On leaving the Co-op, Baker fulfilled his dreams by going to the West of England College of Art in Bristol to study painting but ended up taking an animation course.

When he started making short films with a group of friends, shot with a 16mm box Brownie, the director John Boorman suggested producing others for a satirical TV programme he was planning – but then left to make his first feature film.

For three years, Baker earned a living driving taxis and renovating houses. Then, in 1968, while working in one that he had turned into a shop, he met Dave Martin, who threw in his job as a copywriter with a Bristol advertising agency to help him to script his latest film idea. A director interested in making it died, but the pair carried on writing together.
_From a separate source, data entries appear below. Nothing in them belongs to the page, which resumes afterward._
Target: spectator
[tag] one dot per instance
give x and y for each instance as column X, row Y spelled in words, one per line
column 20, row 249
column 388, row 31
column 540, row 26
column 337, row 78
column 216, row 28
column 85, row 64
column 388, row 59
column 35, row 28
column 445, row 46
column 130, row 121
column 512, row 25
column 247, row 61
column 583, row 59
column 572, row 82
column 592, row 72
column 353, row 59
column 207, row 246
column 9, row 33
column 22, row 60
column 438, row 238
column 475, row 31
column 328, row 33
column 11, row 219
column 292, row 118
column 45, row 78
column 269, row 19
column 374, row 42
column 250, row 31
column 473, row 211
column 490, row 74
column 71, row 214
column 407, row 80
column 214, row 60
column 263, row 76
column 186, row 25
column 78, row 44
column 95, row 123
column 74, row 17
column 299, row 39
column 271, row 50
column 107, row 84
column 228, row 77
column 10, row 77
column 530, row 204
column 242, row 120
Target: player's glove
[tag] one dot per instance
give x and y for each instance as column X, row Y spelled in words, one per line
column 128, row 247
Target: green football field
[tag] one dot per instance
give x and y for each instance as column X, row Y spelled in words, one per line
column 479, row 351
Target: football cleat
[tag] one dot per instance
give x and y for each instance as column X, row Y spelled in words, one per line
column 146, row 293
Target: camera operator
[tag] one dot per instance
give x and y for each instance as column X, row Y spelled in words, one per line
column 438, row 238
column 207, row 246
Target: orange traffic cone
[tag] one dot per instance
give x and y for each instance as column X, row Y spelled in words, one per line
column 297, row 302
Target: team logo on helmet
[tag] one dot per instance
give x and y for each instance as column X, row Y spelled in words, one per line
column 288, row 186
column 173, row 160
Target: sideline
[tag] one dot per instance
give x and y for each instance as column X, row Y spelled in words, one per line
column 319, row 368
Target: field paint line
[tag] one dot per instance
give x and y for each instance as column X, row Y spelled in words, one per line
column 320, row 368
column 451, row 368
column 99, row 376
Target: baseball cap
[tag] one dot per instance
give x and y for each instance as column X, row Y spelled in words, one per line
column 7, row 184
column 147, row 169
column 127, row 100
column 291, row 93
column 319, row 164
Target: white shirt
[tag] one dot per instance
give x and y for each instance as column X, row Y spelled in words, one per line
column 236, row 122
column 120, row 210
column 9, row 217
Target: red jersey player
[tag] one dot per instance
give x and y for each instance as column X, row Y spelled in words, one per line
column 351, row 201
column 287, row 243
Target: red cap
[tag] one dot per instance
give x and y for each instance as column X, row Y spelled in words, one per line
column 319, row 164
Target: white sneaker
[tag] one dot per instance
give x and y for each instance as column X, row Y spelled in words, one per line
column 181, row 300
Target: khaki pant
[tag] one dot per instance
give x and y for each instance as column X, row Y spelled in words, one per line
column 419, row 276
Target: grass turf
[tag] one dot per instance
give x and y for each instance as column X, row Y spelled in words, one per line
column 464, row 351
A turning point for the two writers came after Patrick Dromgoole took over as programme controller of the recently launched Bristol-based ITV company HTV in 1969 with a brief to make productions for the network.

They were taken on, and began with Thick as Thieves (1971), a drama featuring Leonard Rossiter as a safe cracker just out of jail. He also starred as a debt collector and amateur sleuth in their 1976 TV movie Machinegunner.

But Baker and Martin’s best-remembered contributions proved to be the children’s series they created, Sky (1975), featuring a time-travelling teenager, King of the Castle (1977), about a boy’s fantasy turning into reality, and Follow Me (1977), a nautical adventure.

Away from HTV, Baker and Martin contributed to peak-time police series such as Z Cars (in 1974) and Target (1977-78).

This period coincided with their decade on Doctor Who. After having a drama script rejected that was based on experiences in the Royal Tank Regiment of their friend Keith Floyd, the TV chef-to-be, they were invited by the Doctor Who script editor Terrance Dicks to write The Claws of Axos story in 1971.

With Nick Park of Aardman Animations, home of Wallace and Gromit
With Nick Park of Aardman Animations, home of Wallace and Gromit

Baker considered The Mutants (1972), an allegory on apartheid, to be their best Doctor Who serial. Their other major character creation, the villainous Omega, a founding father of the Time Lords, featured in the 10th-anniversary adventure The Three Doctors (1973).

The Armageddon Factor (1979) was their last Doctor Who story together before Baker wrote Nightmare of Eden (1979) on his own, and – apart from a couple of collaborations – he and Martin went their separate ways.

Baker became script editor on the first series (1979) of the BBC’s detective drama Shoestring, then spent 10 years (1980-90) in the same role at HTV, where he and Peter Graham Scott devised another time-travel children’s series, Into the Labyrinth (1981-82).

Turning freelance, Baker revisited his musical past to script the 1992 television film The Jazz Detective.

His first two marriages, to Vicki Hollis (1959) and Angela Wynne (1979), ended in divorce. He is survived by his third wife, Marie (née Whitley), whom he married in 1991, a son and daughter from his first marriage, the son of the second, and five stepdaughters – one from his second marriage and four from the third. Another son from his first marriage died last year.